Fitness consequences of habitat use for juvenile cutthroat trout: energetic costs and benefits in pools and riffles

To assess freshwater habitat requirements of juvenile anadromous cutthroat trout, Oncorhynchus clarki, we measured habitat preference and growth rates of young-of-the-year (YOY) and 1- to 2-year-old fish confined to either pools or riffles in Husdon Creek, British Columbia, during 1999. YOY preferred pools to riffles in habitat-preference experiments, despite normally occurring at lower densities in pools. YOY grew in both pools and riffles when experimentally confined to either habitat, but growth rates were higher in pools.
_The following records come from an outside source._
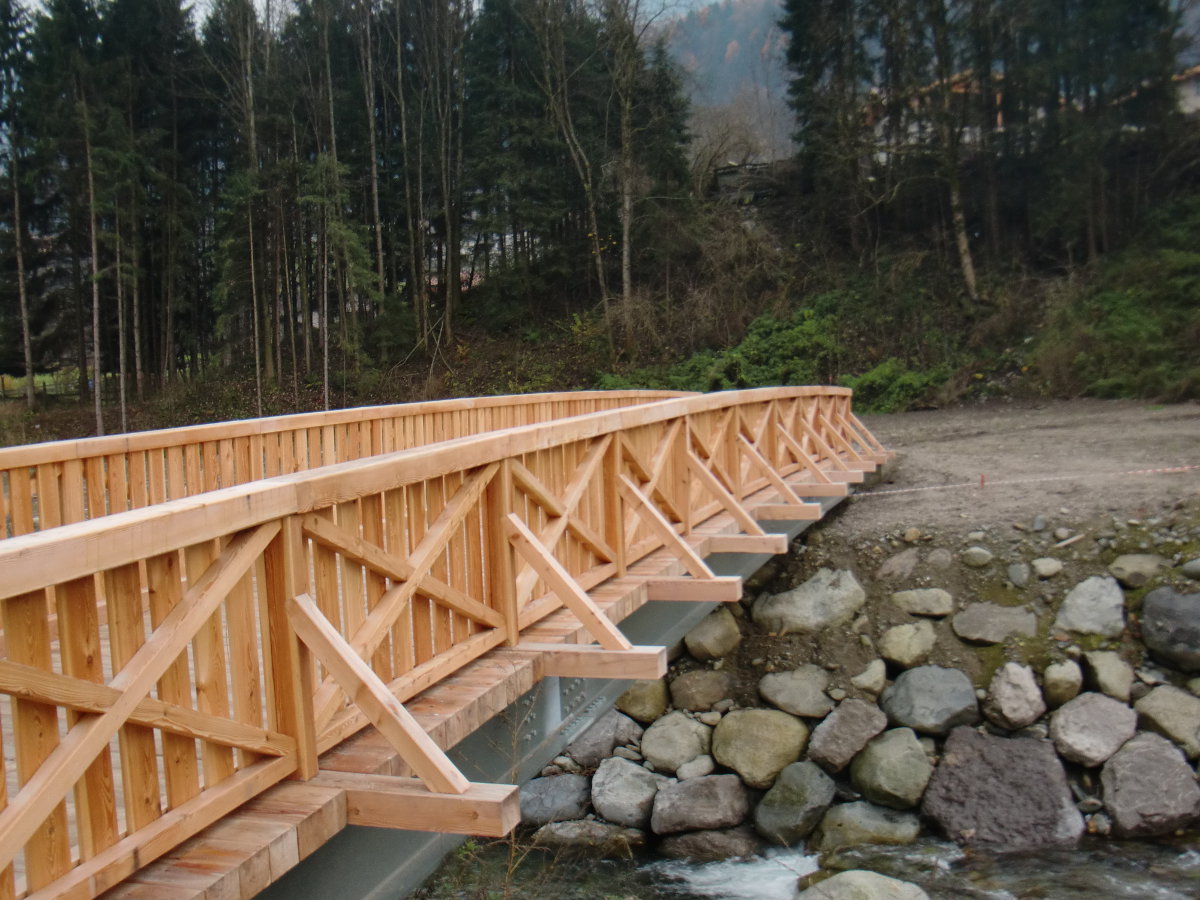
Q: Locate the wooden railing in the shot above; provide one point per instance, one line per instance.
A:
(169, 663)
(48, 485)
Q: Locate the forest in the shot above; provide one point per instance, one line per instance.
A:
(252, 208)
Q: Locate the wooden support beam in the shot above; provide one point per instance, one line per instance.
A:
(773, 544)
(719, 589)
(789, 513)
(371, 695)
(574, 660)
(405, 803)
(564, 586)
(659, 525)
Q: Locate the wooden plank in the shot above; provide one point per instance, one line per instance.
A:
(573, 660)
(83, 659)
(721, 589)
(773, 544)
(563, 585)
(372, 696)
(81, 745)
(166, 589)
(35, 729)
(390, 802)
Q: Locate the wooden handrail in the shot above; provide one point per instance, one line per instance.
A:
(287, 613)
(59, 483)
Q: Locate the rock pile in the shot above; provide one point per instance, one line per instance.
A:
(1099, 736)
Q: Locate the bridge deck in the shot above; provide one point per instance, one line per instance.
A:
(195, 654)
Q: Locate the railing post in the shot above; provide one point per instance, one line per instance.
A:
(291, 664)
(501, 570)
(613, 509)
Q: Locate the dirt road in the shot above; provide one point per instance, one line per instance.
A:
(1035, 459)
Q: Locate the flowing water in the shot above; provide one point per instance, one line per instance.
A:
(1098, 870)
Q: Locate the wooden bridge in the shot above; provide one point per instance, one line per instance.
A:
(225, 643)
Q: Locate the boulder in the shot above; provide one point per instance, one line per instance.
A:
(793, 805)
(1062, 682)
(591, 839)
(976, 557)
(700, 689)
(844, 732)
(1135, 570)
(759, 744)
(871, 679)
(1047, 568)
(1095, 606)
(930, 700)
(862, 885)
(718, 635)
(829, 598)
(700, 804)
(711, 846)
(1109, 673)
(924, 601)
(645, 701)
(1170, 627)
(1173, 713)
(675, 739)
(1091, 727)
(623, 792)
(991, 623)
(907, 646)
(1005, 792)
(1150, 789)
(702, 765)
(1014, 699)
(610, 731)
(799, 691)
(555, 798)
(850, 825)
(892, 769)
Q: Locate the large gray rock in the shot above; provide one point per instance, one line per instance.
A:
(715, 636)
(1006, 792)
(700, 689)
(623, 792)
(862, 885)
(610, 731)
(1135, 570)
(555, 798)
(892, 769)
(1170, 627)
(1109, 673)
(700, 804)
(991, 623)
(711, 846)
(759, 743)
(1062, 682)
(1091, 727)
(850, 825)
(930, 700)
(675, 739)
(1174, 714)
(645, 701)
(591, 839)
(1095, 606)
(829, 598)
(909, 645)
(844, 732)
(924, 601)
(799, 691)
(1014, 699)
(1150, 789)
(791, 809)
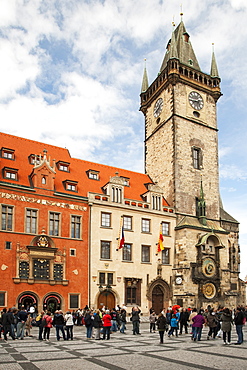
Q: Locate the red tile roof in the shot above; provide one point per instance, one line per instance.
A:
(78, 168)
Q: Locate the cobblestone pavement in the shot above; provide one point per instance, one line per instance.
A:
(122, 351)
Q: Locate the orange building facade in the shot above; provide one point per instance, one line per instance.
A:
(44, 228)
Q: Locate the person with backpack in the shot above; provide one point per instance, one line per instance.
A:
(39, 324)
(123, 321)
(89, 323)
(47, 324)
(58, 322)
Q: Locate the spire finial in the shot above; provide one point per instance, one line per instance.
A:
(181, 11)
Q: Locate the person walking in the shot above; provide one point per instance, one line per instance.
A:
(40, 324)
(97, 324)
(89, 323)
(106, 324)
(69, 325)
(211, 322)
(198, 322)
(174, 326)
(135, 318)
(47, 323)
(7, 320)
(152, 320)
(22, 319)
(226, 325)
(239, 320)
(58, 322)
(183, 321)
(161, 325)
(122, 318)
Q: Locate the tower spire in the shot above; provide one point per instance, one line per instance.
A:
(202, 207)
(214, 69)
(144, 79)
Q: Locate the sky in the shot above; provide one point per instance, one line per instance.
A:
(71, 73)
Larger juvenile cutthroat trout, on average, grew in pools, but consistently lost weight in riffles, indicating that pools are a habitat preference for YOY but a requirement for larger fish. A bioenergetic cost–benefit analysis (based on swimming costs and energy intake from invertebrate drift) indicates that energetics alone are sufficient to account for avoidance of riffles by larger cutthroat trout, without having to invoke greater predation risk in shallow habitats. Energetics modeling demonstrates that the smaller size and energetic needs of YOY allow exploitation of habitats (e.g., pocket pools in riffles) that are unavailable to larger fish.